Only while an execution's replicas are running, start to exit.
Idle cost
Zero only if minReplicas is 0 and no traffic is arriving.
Zero by construction - no work, no replicas, no charge.
Cold-start exposure
Affects user-facing latency. Often worth keeping one replica warm.
Affects total execution time but rarely user-facing. Cold start is part of the cost.
Best when
Work arrives steadily or sub-second; replicas earn their keep by staying up.
Work is bursty, periodic, or sub-hourly; spinning up per execution is cheaper than staying alive.

The pattern that catches people out: a worker service that wakes up once an hour, processes for 90 seconds, then idles. As a Container App with minReplicas: 1 it bills for 3,600 seconds an hour. As a Container App Job it bills for 90 seconds an hour - the other 99% of the time, there is nothing running to charge for.

A four-question decision tree

If you walk through these in order, you almost never end up on the wrong side.

1. Does the work finish?
No · App

If the workload is meant to run forever - serving traffic, holding a connection, polling in its own loop - it is a service. Use a Container App.

Yes · continue

If the workload has a clear end - a report is written, a queue batch is drained, a migration completes - keep going.

2. Who decides when it starts?
A client · App

If a request, a connection, or another service is what causes the work to begin, the input is traffic. Put it behind ingress as a Container App.

A schedule, a queue, or a pipeline · Job

If a cron expression, a KEDA scaler, or a pipeline kicks it off, the input is a trigger. Run it as a Container App Job.

3. Should exiting be a success or a failure?
Failure · App

If the container exiting means something is wrong and you want the platform to restart it, the contract is a service. Container App.

Success · Job

If exiting cleanly means the work is done and the platform should mark the execution complete, the contract is a task. Container App Job.

4. How often does it actually run?
Constantly · App

Steady traffic or near-continuous work justifies a long-lived replica. The bill scales with load, not with idleness.

In bursts or rarely · Job

Periodic, bursty, or sparse work pays for what it uses. Scale-to-zero is free; idle replicas are not.

If all four answers point the same way, the decision is easy. If they conflict, question 3 is the tiebreaker - what should "exited" mean? That answer is almost always the right model.

When you need both

The pairing is the point. Most real applications have at least one of each, and putting them in the same Container Apps environment is the whole reason this design exists.

A typical stack: an API as a Container App, talking to a database; a queue worker as a Container App Job, scaled by Service Bus depth; a nightly maintenance task as a Container App Job on a cron schedule; an admin tool as another Container App behind internal-only ingress.
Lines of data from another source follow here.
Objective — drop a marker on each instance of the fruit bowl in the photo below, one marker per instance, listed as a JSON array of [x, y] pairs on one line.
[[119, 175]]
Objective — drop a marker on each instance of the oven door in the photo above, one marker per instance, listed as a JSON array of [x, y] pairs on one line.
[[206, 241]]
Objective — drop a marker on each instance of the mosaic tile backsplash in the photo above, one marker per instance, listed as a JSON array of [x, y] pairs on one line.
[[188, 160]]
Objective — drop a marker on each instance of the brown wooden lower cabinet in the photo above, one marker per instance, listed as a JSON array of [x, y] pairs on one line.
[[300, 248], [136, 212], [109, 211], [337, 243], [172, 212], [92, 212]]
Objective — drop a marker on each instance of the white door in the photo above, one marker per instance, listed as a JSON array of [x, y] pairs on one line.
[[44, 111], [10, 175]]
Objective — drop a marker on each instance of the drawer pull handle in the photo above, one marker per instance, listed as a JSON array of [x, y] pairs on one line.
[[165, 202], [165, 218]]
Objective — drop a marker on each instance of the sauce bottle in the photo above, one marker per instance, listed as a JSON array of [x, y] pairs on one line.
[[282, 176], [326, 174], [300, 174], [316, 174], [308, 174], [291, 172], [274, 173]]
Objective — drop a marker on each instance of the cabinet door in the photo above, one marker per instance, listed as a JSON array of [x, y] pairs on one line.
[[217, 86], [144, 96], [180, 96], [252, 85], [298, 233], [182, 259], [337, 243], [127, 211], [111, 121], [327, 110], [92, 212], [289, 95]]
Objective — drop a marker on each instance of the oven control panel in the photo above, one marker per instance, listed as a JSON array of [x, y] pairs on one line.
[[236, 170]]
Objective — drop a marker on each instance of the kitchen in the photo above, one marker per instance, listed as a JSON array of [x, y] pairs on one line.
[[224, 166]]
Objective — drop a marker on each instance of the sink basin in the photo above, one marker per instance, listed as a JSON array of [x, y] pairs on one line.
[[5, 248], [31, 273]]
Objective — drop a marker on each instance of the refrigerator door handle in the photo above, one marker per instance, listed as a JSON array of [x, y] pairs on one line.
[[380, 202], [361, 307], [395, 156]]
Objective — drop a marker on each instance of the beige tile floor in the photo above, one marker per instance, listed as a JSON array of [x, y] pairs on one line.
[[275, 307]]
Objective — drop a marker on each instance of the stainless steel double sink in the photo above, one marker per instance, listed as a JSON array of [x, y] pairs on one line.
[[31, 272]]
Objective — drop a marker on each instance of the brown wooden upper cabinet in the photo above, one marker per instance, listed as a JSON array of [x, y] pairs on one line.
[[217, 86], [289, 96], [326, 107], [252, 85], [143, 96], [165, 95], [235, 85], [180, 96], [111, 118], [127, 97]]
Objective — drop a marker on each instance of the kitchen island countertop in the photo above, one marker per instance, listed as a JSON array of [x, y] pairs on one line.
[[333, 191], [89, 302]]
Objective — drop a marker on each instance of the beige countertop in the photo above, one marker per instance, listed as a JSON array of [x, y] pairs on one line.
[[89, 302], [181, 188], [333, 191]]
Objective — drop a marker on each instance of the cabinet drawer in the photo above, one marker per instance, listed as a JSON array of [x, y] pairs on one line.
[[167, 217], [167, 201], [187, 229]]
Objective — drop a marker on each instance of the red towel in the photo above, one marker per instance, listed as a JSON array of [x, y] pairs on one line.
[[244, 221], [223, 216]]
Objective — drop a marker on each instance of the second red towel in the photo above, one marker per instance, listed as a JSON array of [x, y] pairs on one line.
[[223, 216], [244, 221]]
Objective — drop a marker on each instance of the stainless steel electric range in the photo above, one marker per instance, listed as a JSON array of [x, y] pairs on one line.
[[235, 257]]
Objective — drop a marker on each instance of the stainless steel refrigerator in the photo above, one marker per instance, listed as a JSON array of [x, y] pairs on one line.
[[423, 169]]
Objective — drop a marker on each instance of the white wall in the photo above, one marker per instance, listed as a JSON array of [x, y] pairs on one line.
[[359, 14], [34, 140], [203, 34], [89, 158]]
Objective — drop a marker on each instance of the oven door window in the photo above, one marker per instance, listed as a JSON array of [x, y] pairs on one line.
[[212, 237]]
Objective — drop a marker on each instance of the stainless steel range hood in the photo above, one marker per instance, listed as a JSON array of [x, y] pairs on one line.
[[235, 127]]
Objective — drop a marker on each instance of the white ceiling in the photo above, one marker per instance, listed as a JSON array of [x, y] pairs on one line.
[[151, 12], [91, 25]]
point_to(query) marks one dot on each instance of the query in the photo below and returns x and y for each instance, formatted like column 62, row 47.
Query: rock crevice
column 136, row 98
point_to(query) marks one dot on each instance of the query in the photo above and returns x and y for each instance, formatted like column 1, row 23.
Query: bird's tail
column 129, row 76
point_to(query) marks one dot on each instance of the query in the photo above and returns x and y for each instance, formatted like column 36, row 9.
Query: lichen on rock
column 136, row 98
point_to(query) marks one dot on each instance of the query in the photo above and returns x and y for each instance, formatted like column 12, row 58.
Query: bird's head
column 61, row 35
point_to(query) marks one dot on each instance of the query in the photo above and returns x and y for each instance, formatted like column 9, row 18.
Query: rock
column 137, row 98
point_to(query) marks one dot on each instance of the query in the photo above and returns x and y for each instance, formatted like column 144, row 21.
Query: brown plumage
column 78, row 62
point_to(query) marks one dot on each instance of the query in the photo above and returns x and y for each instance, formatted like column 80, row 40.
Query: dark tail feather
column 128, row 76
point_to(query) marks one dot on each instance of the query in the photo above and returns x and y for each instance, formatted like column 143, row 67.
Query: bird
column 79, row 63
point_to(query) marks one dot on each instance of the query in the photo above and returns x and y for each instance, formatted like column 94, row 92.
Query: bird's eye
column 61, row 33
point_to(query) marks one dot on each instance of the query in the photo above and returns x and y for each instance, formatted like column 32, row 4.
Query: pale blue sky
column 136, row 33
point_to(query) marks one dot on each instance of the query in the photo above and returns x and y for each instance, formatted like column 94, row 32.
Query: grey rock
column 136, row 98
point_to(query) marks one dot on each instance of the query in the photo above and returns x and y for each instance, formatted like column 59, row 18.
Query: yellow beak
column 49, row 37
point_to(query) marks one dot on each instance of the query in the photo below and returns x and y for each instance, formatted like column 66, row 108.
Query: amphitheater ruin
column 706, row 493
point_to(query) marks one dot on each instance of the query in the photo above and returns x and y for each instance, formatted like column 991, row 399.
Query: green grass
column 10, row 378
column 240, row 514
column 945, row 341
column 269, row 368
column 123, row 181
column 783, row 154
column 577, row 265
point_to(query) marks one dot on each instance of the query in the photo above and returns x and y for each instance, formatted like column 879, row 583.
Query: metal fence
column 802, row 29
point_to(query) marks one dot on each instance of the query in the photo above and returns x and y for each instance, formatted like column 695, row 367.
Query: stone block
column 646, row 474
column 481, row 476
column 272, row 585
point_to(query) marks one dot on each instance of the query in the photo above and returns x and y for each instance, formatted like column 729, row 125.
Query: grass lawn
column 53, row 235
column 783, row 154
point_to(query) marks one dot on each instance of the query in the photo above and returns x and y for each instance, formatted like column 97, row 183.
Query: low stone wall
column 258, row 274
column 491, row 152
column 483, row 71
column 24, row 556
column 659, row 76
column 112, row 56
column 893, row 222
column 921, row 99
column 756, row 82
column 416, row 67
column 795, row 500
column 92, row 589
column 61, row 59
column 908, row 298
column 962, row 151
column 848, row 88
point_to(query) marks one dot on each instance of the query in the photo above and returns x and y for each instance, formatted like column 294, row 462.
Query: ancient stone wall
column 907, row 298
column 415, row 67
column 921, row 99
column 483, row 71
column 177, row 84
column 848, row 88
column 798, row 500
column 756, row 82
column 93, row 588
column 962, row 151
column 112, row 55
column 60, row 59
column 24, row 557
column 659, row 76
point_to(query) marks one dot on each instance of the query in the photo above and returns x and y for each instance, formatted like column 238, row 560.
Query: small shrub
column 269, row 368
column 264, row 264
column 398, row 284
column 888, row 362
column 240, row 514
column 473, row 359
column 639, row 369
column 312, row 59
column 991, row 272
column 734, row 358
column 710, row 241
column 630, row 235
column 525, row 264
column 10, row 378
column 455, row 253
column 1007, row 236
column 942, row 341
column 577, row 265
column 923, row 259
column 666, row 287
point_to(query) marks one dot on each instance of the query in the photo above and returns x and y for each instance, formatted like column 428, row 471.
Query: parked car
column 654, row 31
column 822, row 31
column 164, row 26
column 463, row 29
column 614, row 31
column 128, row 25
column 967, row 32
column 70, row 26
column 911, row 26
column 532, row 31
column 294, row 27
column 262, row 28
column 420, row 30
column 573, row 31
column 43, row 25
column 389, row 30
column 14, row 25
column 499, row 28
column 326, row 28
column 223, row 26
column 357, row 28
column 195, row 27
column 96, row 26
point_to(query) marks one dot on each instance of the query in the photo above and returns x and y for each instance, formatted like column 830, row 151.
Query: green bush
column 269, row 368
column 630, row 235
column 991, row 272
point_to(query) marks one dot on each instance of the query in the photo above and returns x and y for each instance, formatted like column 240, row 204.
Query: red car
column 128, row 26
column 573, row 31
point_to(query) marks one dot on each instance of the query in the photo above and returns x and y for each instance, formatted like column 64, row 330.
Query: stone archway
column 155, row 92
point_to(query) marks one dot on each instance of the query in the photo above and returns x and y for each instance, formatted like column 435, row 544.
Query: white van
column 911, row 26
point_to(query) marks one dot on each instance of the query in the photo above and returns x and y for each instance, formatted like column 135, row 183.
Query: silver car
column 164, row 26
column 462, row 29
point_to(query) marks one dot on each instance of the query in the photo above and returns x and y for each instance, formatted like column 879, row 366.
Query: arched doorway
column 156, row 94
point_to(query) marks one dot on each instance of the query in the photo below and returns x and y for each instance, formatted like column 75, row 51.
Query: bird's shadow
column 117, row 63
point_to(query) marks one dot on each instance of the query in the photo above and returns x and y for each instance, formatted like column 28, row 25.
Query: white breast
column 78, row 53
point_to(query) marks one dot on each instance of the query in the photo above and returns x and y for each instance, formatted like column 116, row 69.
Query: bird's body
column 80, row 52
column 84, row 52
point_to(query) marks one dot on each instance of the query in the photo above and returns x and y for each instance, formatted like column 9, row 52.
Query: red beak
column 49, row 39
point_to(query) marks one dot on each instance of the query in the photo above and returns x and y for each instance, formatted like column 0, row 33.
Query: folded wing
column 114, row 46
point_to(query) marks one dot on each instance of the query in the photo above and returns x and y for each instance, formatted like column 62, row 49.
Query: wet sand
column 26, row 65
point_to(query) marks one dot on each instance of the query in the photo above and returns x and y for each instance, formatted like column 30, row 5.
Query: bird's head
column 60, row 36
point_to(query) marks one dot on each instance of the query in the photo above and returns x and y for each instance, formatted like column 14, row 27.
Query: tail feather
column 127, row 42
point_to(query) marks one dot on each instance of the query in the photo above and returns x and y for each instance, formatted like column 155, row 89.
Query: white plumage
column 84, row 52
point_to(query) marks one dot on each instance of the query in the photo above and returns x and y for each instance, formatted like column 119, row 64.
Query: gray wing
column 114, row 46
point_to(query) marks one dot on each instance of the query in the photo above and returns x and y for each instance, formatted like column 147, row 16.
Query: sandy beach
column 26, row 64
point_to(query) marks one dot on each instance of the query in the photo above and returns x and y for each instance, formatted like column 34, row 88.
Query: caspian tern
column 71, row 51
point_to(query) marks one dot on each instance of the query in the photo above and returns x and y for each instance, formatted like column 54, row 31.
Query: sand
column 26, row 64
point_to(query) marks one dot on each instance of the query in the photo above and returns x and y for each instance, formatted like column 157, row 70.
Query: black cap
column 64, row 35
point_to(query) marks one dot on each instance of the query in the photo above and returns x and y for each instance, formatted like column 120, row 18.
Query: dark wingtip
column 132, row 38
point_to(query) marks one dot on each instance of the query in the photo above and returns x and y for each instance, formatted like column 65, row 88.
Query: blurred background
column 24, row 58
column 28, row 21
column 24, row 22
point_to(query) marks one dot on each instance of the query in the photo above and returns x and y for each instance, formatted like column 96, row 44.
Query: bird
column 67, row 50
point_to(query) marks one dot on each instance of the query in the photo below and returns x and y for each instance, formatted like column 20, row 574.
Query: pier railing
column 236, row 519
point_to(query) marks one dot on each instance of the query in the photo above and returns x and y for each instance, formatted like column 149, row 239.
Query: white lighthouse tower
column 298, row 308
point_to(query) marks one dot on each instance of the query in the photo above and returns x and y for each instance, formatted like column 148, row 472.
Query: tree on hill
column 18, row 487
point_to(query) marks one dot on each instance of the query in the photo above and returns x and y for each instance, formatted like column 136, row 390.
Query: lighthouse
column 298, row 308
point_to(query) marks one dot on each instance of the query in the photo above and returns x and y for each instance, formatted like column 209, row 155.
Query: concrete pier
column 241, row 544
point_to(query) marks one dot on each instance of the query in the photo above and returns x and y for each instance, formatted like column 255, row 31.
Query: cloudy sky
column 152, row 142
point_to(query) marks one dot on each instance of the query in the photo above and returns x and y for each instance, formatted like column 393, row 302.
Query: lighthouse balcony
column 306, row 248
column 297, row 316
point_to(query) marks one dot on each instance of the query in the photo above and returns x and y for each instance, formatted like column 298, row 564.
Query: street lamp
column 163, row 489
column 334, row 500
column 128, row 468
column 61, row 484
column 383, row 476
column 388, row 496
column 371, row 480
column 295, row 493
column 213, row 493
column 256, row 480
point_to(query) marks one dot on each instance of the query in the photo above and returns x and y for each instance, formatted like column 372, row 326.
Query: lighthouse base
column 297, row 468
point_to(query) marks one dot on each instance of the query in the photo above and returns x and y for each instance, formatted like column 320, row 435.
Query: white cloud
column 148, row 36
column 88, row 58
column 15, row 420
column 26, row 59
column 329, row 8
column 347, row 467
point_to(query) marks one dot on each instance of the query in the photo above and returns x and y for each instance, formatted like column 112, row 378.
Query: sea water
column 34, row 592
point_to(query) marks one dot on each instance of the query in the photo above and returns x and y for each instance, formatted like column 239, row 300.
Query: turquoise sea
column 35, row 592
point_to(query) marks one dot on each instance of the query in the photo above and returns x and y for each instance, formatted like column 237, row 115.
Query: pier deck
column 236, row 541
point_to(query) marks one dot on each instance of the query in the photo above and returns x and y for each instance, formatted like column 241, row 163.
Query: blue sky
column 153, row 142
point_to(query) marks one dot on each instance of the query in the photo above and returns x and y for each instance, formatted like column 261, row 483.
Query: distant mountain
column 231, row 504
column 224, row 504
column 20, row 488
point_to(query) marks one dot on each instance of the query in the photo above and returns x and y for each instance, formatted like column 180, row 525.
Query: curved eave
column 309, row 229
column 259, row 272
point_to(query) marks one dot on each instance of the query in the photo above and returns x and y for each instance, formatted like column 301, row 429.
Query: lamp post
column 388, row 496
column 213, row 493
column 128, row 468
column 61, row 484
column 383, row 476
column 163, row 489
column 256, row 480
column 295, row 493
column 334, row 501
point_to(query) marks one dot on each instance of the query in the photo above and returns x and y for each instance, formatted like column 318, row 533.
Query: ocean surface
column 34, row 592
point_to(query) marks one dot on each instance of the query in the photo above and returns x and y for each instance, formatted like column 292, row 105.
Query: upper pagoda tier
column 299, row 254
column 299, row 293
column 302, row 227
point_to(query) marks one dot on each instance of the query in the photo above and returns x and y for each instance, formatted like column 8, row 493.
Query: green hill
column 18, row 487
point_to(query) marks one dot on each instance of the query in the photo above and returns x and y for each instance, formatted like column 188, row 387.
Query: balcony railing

All four live in the same environment, share secrets and managed identity, log to the same place, and follow the same deployment story.

Notice what is not in that list: a single resource that "sort of does both". When you find yourself wanting one, the answer is almost always to split it into an App and a Job that talk to each other through a queue or a database. The split is the design, not a workaround.

If your stack is already modelled in Aspire, this is even smoother - the orchestrator deploys services and jobs to the same environment from the same code, so you don't write the manifests by hand.

RULE

Exit tells you which

If exiting is a failure, it's an App. If exiting is the result, it's a Job. That single test resolves most of the ambiguity.

INPUT

Ingress or trigger

Apps take traffic. Jobs take triggers. Schedules and queue scalers belong on jobs; HTTPS endpoints belong on apps.

BILL

Match it to the work

Steady load pays for staying up. Bursty load pays for showing up - and saves the rest of the time at zero.

PAIR

Run them side by side

One environment, both resources, shared identity and secrets. The pairing is the design, not a workaround.